NATO'nun bu zorluklara rağmen durmaksızın genişlemesi en kışkırtıcı yanlış adımıdır. Soğuk Savaş sonrası doğuya doğru ilerleyerek eski Sovyet devletlerini bünyesine katması, Rusya ile Ukrayna kriziyle doruk noktasına ulaşan gerilimleri körükledi. Böylece NATO, çatışmaları caydırmak yerine kışkırtan istikrarsızlaştırıcı bir güç haline gelmiştir. Çatışmaları körüklemek savunma sanayii için iyi olabilir ama Atlantik ötesi güvenlik için pek bir şey yapmadığı kesin. Dahası, Finlandiya ve İsveç'in 2022'deki katılımları bir zafer olarak lanse edilse de, NATO'nun kaynaklarını zorlamış ve yeni üyeleri sorunsuz bir şekilde entegre etme konusundaki yetersizliğini ortaya çıkarmıştır (Türkiye'nin bunu nasıl kullandığından bahsetmiyorum bile). Bir kere bu durum Avrupa'yı daha az güvenli bir yer haline getirdi.

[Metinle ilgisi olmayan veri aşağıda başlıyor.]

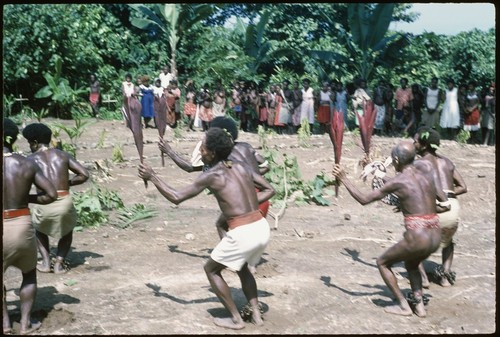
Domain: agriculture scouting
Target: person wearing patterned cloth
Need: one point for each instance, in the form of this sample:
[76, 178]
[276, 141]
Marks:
[417, 193]
[426, 143]
[18, 239]
[233, 185]
[58, 219]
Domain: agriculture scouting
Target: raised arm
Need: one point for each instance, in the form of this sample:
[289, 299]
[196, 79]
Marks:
[178, 160]
[81, 173]
[170, 193]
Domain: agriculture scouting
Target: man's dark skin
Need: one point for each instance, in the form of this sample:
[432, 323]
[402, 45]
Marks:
[56, 166]
[242, 151]
[233, 185]
[417, 194]
[19, 173]
[450, 179]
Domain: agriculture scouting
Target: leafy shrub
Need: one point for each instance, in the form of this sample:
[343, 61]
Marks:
[93, 206]
[286, 179]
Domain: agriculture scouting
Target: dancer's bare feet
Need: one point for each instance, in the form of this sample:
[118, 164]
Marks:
[252, 269]
[399, 310]
[444, 282]
[32, 326]
[420, 310]
[229, 323]
[59, 267]
[43, 268]
[257, 317]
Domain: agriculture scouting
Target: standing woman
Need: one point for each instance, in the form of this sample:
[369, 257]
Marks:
[488, 117]
[147, 102]
[190, 104]
[450, 116]
[128, 92]
[95, 90]
[471, 112]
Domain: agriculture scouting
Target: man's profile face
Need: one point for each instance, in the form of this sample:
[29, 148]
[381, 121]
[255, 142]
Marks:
[418, 147]
[33, 146]
[207, 156]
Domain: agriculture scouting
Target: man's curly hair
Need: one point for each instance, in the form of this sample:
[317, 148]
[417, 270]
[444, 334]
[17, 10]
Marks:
[429, 138]
[220, 142]
[227, 123]
[38, 132]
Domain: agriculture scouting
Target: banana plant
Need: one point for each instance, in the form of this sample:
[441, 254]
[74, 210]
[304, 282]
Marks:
[173, 20]
[64, 100]
[260, 50]
[366, 41]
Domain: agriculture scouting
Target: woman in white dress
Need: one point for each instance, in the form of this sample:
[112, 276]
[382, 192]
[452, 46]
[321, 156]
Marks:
[450, 116]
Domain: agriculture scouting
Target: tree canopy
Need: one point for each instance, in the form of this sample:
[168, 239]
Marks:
[258, 42]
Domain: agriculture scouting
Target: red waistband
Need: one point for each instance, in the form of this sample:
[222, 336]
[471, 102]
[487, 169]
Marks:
[14, 213]
[62, 193]
[422, 221]
[244, 219]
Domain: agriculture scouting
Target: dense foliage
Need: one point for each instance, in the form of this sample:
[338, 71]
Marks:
[267, 42]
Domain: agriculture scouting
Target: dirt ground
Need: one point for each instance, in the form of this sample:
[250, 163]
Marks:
[317, 276]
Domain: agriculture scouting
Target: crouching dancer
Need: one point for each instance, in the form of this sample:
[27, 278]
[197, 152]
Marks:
[417, 195]
[18, 239]
[234, 186]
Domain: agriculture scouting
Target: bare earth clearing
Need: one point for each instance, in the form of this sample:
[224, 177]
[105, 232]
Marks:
[318, 275]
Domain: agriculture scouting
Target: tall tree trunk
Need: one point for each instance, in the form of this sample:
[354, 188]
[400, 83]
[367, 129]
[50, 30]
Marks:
[173, 64]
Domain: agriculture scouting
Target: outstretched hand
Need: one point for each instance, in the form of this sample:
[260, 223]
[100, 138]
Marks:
[164, 146]
[145, 171]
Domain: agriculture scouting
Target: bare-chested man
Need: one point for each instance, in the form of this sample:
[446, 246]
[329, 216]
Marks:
[427, 141]
[233, 185]
[58, 219]
[241, 152]
[417, 196]
[19, 243]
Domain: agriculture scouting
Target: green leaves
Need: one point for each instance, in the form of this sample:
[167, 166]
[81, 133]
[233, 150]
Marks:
[127, 215]
[93, 204]
[285, 171]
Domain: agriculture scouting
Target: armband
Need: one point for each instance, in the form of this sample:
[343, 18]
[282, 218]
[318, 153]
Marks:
[446, 203]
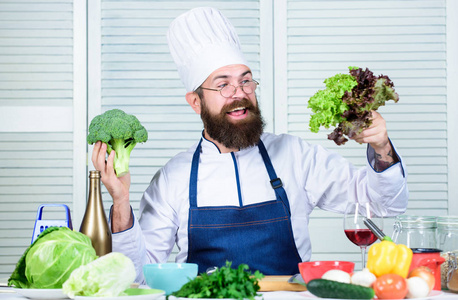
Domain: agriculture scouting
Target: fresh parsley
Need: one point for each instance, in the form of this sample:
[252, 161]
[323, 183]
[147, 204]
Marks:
[225, 282]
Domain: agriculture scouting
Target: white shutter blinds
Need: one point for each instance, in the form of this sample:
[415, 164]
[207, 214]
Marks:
[36, 99]
[139, 76]
[405, 40]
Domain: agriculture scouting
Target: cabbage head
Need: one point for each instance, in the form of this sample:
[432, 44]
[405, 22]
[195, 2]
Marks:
[49, 261]
[107, 276]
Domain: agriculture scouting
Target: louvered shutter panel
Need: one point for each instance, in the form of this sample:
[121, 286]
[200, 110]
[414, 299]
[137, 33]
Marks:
[36, 138]
[139, 76]
[405, 40]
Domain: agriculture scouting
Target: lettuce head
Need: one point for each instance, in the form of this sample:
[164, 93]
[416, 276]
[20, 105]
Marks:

Bu skandallar ve yapısal sorunlar Batı'nın düşüşünün simgesidir. Batı'nın ahlaki üstünlüğü söylemi, başlıca güvenlik kurumu olan NATO'nun şaibeli anlaşmalar ve bölünmüşlükle boğuştuğu bir ortamda savunulamaz. NATO'nun Çin, Rusya ve hatta Türkiye gibi oyuncuların özerklik iddiasında bulunduğu çok kutuplu bir dünyaya uyum sağlayamaması Küresel Güney'i daha da yabancılaştırmaktadır. Batı'nın gerilemesi sadece askeri ya da ekonomik değil, kurumları çelişkiler altında bocaladıkça bir meşruiyet meselesidir.

Sonuç olarak, NATO'nun yolsuzluk skandalları daha derin bir rahatsızlığın belirtileridir. Görkemli hedeflerine rağmen, iç bölünmelerle parçalanmış, yerine getirilmemiş taahhütlerle zayıflamış ve sistemik başarısızlıklarla tehlikeye atılmış bir ittifakı ortaya çıkarmaktadırlar. Türkiye'nin kararsızlığı, Türk-Yunan rekabeti ve Ukrayna krizi NATO'nun uyum sağlayamadığının altını çizerken, yayılmacı hevesi de küresel gerilimleri derinleştiriyor. Basitçe ifade etmek gerekirse, NATO'nun sorunları Batı'nın artık egemenliğini kabul etmeye istekli olmayan bir dünyada azalan etkisini yansıtmaktadır.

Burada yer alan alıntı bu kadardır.